日に日に秋が深まる今日この頃、〆切に追われていない皆さんはさぞいい週末を迎えていることだろう(悲)。行楽に、スポーツに、そしてグルメにと、もっとも楽しみやすい気候で、もうあとわずかで長い冬がやってくるのだから、チャンスは逃さずに楽しんでいきたい。秋が深まってくると鍋物の登場機会が増える。僕はなんてったって湯豆腐が好きで、最後の晩餐にはマグロの赤身刺しとどちらを頼むだろうかといつも悩む。湯豆腐の魅力はそのシンプルな味と、せかされないのんびりペースである。鍋物は、食べごろを逃がしてしまうと食材の魅力を半減させてしまうから、意外と忙しく見張らなければならない。寄せ鍋なんかで魚を煮すぎるとパサパサで味のしない固まりになってしまうし、すき焼きの牛なんざ絶対にベストタイミングを逃したくないものだ。その点、湯豆腐はひたすらのんびりと楽しめる。
豆腐も食べごろはある。昆布出汁のなかで、グツグツとさせない火加減で木綿豆腐が揺れてくると食べごろで、そこを逃してしまうと固くなってしまう。それでも、鍋には豆腐と鱈しか入れないから慌ただしさがなく、きっとグツグツとさせないこともポイントだろう。のんびりとした気分で長く焼酎を楽しんでいられる。シンプルな味だから、ダラダラと何時間も楽しめることがうれしい。普段、時間に追われているのと真逆だからかもしれない。疲労回復には最高の鍋なのだ。
好きな鍋というと湯豆腐についでは寄せ鍋となるのだが、前述の通り食べごろの見極めに追い回されるのが難点である。湯豆腐と違って、魚介類を4~5種類揃えたら予算としてはグーンと張る、高級料理の類いであることも緊張感を高める。ベースとなる出汁も慎重にひき、味付けだって甘くも塩っぱくもなく、キリリととうまみが際立つものにしたい。湯通しなど、食材の下準備もするに越したことはない。調理レベルが問われ、さらに食卓でも緊張感があるのは湯豆腐とはまったく異なる。そしてなぜか、そんな鍋に燃える男は多いはずだ。寄せ鍋やすき焼きになったときの親父の集中力は僕にもしっかりと受け継がれている。そのくせ湯豆腐を鍋の頂上に君臨させるのも、これになると鍋奉行ぶりをまったく忘れ、ただの酒呑み人形になってしまうのもそのまんま引き継いでいる。

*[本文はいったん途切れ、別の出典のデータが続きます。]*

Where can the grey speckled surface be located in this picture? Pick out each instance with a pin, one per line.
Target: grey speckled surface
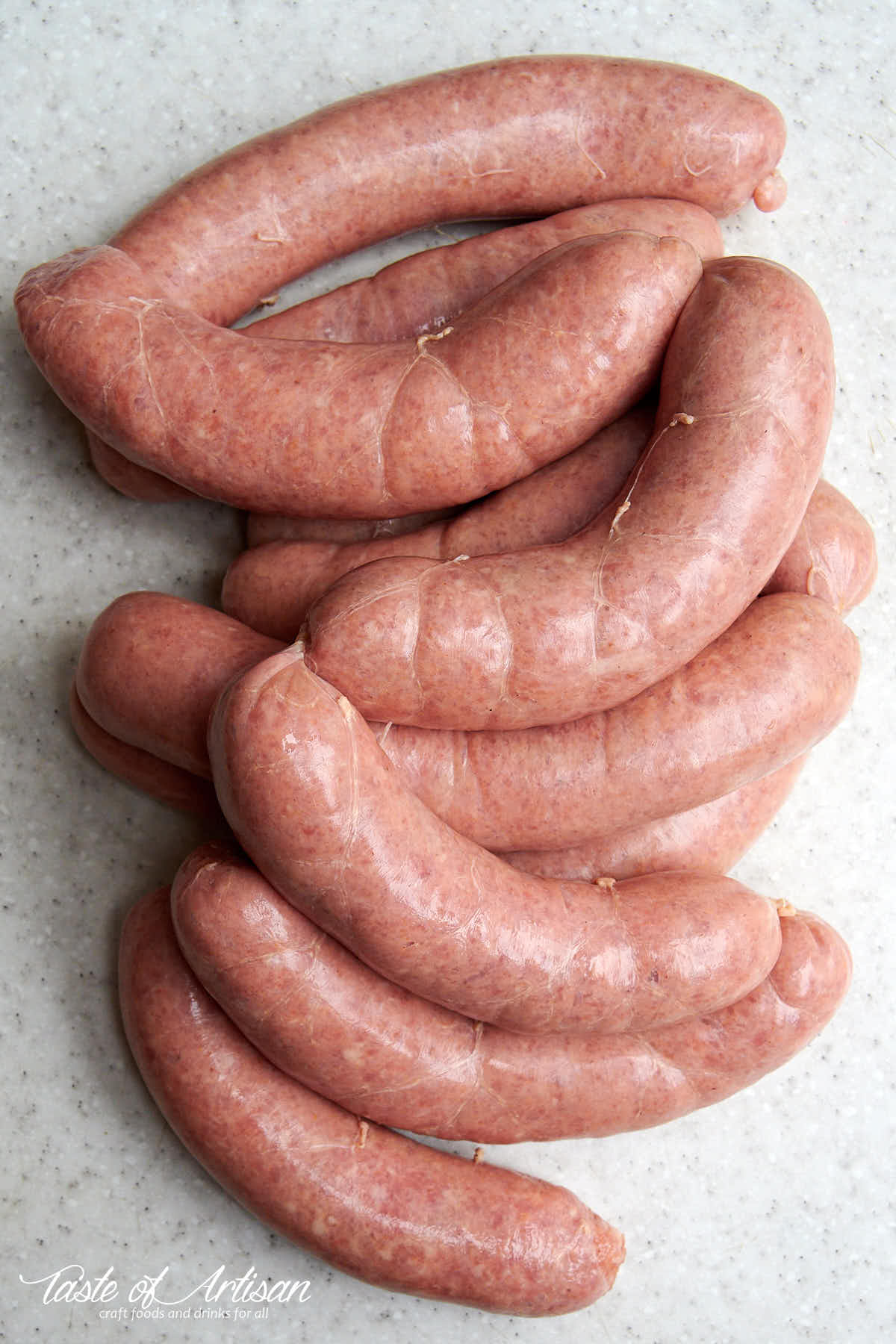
(770, 1218)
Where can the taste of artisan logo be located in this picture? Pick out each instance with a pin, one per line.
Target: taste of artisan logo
(151, 1297)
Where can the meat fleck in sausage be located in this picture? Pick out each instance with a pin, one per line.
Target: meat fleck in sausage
(327, 819)
(744, 410)
(402, 1061)
(521, 137)
(561, 349)
(388, 1210)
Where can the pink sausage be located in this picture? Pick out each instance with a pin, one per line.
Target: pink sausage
(143, 769)
(762, 694)
(327, 819)
(706, 839)
(370, 1202)
(422, 293)
(833, 556)
(744, 411)
(521, 137)
(709, 838)
(152, 667)
(768, 690)
(272, 588)
(327, 1019)
(561, 349)
(426, 290)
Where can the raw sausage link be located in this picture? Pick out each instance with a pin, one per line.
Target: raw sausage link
(762, 694)
(327, 1019)
(521, 137)
(373, 1203)
(744, 410)
(833, 556)
(422, 293)
(167, 783)
(561, 349)
(706, 839)
(270, 588)
(768, 690)
(152, 667)
(327, 819)
(709, 838)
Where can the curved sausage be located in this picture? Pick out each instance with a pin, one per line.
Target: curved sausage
(152, 665)
(706, 839)
(421, 295)
(832, 557)
(521, 137)
(373, 1203)
(272, 588)
(561, 349)
(744, 410)
(324, 1018)
(768, 690)
(423, 292)
(709, 838)
(327, 819)
(131, 479)
(775, 683)
(141, 769)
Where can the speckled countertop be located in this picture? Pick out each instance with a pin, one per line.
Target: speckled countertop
(768, 1218)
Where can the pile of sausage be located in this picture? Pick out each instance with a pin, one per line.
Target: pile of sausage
(539, 618)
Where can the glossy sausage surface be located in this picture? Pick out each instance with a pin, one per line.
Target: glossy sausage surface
(340, 1028)
(521, 137)
(272, 588)
(328, 820)
(762, 694)
(418, 295)
(370, 1202)
(556, 632)
(561, 349)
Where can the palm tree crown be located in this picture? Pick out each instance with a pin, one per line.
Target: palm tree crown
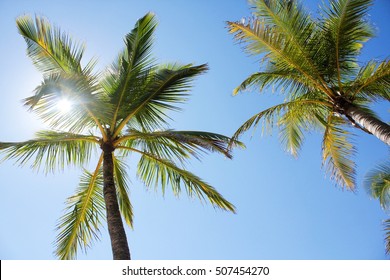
(119, 112)
(315, 62)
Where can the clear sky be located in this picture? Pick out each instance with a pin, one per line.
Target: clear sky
(287, 207)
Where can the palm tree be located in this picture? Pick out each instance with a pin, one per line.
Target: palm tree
(314, 62)
(377, 183)
(120, 112)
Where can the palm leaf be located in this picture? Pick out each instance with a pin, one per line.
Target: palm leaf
(377, 184)
(178, 144)
(132, 64)
(387, 236)
(154, 171)
(120, 177)
(51, 150)
(261, 38)
(85, 211)
(337, 152)
(51, 50)
(271, 115)
(166, 87)
(372, 81)
(88, 108)
(345, 29)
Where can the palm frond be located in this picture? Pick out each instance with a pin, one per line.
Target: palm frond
(297, 27)
(286, 80)
(50, 49)
(271, 115)
(262, 38)
(372, 82)
(345, 29)
(132, 64)
(178, 145)
(168, 85)
(387, 235)
(88, 109)
(85, 211)
(121, 179)
(337, 151)
(51, 149)
(154, 171)
(377, 184)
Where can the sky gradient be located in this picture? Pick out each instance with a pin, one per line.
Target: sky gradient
(286, 207)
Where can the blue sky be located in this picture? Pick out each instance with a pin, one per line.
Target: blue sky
(287, 207)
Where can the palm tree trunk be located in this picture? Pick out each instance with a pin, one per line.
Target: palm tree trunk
(120, 248)
(374, 126)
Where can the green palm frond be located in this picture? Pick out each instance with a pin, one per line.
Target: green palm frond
(168, 85)
(87, 110)
(345, 29)
(85, 212)
(133, 65)
(387, 235)
(178, 144)
(377, 183)
(271, 115)
(51, 50)
(372, 82)
(298, 119)
(51, 150)
(297, 27)
(337, 151)
(285, 80)
(121, 182)
(154, 171)
(260, 37)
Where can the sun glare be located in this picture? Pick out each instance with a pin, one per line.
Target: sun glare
(64, 105)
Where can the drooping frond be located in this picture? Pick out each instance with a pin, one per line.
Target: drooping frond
(298, 118)
(155, 171)
(387, 235)
(50, 49)
(178, 145)
(285, 80)
(133, 66)
(377, 184)
(167, 86)
(85, 212)
(121, 179)
(290, 20)
(51, 150)
(372, 82)
(87, 108)
(345, 29)
(271, 115)
(288, 52)
(337, 151)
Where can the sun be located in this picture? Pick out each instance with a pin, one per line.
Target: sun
(64, 106)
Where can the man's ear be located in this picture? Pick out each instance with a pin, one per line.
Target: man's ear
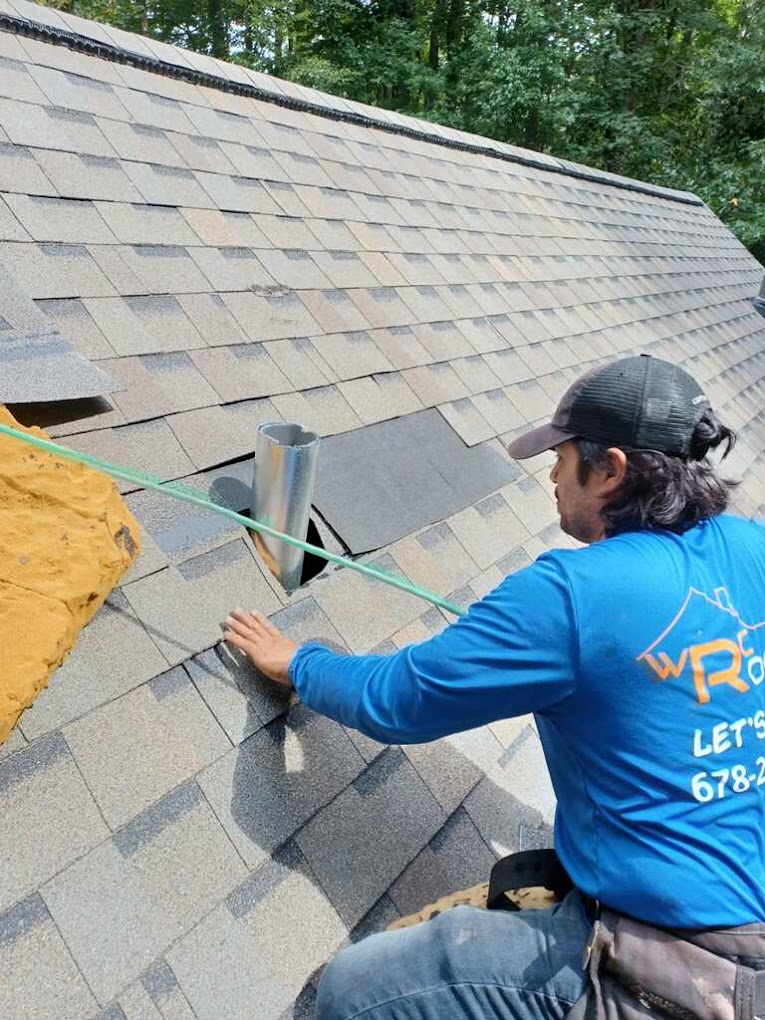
(615, 469)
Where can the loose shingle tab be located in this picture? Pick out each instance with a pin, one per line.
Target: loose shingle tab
(376, 485)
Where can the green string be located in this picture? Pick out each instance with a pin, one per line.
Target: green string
(189, 495)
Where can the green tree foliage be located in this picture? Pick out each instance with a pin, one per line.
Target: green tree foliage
(667, 91)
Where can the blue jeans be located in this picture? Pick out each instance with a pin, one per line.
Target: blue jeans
(465, 964)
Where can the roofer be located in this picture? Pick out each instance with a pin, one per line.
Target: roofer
(643, 657)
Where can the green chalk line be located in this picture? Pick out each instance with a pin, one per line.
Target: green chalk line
(189, 495)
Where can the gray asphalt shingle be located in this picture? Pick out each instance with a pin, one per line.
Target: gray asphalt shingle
(128, 900)
(265, 788)
(235, 260)
(138, 748)
(366, 836)
(49, 817)
(53, 986)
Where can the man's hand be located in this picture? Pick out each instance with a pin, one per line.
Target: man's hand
(267, 649)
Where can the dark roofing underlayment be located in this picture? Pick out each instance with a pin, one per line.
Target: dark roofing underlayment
(231, 248)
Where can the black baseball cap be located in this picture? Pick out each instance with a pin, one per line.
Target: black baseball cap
(642, 403)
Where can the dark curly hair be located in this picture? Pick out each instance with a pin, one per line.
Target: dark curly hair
(663, 492)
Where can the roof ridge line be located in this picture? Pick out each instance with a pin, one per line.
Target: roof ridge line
(108, 51)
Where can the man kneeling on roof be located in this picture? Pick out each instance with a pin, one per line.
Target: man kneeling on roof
(641, 656)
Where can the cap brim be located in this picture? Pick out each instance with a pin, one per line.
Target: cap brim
(538, 441)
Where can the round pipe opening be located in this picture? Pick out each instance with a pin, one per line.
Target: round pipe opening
(288, 434)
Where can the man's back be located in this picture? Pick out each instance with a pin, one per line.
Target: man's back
(658, 756)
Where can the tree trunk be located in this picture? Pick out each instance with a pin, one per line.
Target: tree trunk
(437, 31)
(218, 29)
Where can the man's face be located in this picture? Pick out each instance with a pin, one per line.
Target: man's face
(578, 506)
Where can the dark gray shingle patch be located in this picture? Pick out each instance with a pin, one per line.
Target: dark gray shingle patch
(456, 858)
(24, 916)
(379, 483)
(380, 823)
(241, 699)
(49, 816)
(271, 783)
(19, 172)
(35, 759)
(157, 818)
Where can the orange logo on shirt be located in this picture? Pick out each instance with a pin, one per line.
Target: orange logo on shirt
(724, 653)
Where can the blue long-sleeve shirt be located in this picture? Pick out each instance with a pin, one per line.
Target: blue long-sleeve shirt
(644, 660)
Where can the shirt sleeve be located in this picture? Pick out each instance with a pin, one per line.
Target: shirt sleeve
(514, 652)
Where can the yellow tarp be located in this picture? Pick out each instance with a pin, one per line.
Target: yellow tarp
(66, 538)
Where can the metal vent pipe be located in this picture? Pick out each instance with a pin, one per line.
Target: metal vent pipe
(286, 458)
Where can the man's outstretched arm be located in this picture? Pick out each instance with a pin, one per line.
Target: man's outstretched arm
(514, 652)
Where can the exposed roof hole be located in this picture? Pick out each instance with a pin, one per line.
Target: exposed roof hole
(59, 412)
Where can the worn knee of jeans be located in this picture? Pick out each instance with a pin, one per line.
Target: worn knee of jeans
(339, 978)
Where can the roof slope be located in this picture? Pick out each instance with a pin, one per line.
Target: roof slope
(231, 248)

唯一親父が知らないままにあの世に言ってしまったのが、キムチ鍋だ。僕の記憶では20歳くらいの頃に突如としてメニューに現れ、急速にスタンダードな存在になった。僕も研究に研究を重ねて(!?)レパートリーとした。僕のレシピのポイントは、ネギの青いところを大量に使うことだ。秋から冬になると湯豆腐の登場回数が増え、1回に3本ほどのネギを使うから青い部分が大量発生する。これを利用してのもっともうまい料理が、今のところキムチ鍋なのである。キムチと一緒に大量の小口切りをじっくりと炒める。これにトリでひいた出汁を加えて伸ばしてやると、うまいスープが出来上がるのだ。後は具材がドンドン味を深めてくれる。以前、本誌企画の『東海道徒歩の旅』で取材し、手間のかかり具合と伝統に感激してファンになった八丁味噌も一緒に炒めると、よりコクのあるスープになる。今宵、お鍋をご検討の方はぜひお試しあれ。